技術戦略とは、会社の将来を見据えて技術を選択し活用する計画です。基盤技術は、さまざまな産業で応用される幅広い技術のことで、会社が持続的に成長するための土台を築きます。一方、コア技術は、会社の特色を示し、他社との差をつけるための独自の技術です。要素技術は製品の基本機能を支える小さな技術の集まりで、製品を特別なものにするために重要です。

企業が新しい市場に挑戦する時、これらの技術をどう組み合わせて利用するかが、成功の鍵を握ります。例えば、AIやビッグデータといった最新技術を使って、医療から金融まで、多岐にわたる業界に合わせた新しいサービスを開発することができます。
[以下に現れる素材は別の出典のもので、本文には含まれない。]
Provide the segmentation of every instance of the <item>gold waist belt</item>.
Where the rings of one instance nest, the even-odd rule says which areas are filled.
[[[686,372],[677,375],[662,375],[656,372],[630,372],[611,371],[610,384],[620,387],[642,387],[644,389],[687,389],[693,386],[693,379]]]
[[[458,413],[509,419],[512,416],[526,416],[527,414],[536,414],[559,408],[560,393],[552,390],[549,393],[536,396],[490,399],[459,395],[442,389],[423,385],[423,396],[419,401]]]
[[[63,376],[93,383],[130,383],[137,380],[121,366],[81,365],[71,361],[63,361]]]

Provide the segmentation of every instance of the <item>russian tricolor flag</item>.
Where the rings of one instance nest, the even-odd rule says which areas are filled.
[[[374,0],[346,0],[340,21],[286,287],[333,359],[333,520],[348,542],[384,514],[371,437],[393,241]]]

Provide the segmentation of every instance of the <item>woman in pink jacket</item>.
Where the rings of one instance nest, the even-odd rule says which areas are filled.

また、オープンイノベーションを通じて、外部からの新しいアイデアや技術を取り入れることで、企業はより革新的な事業を生み出せます。このようにして、技術力を活かした新規事業は、企業の成長だけでなく、社会全体にも良い影響を与える可能性を秘めています。将来に向けて企業がどう成長していくかは、これらの技術戦略がいかにうまく実行されるかにかかっています。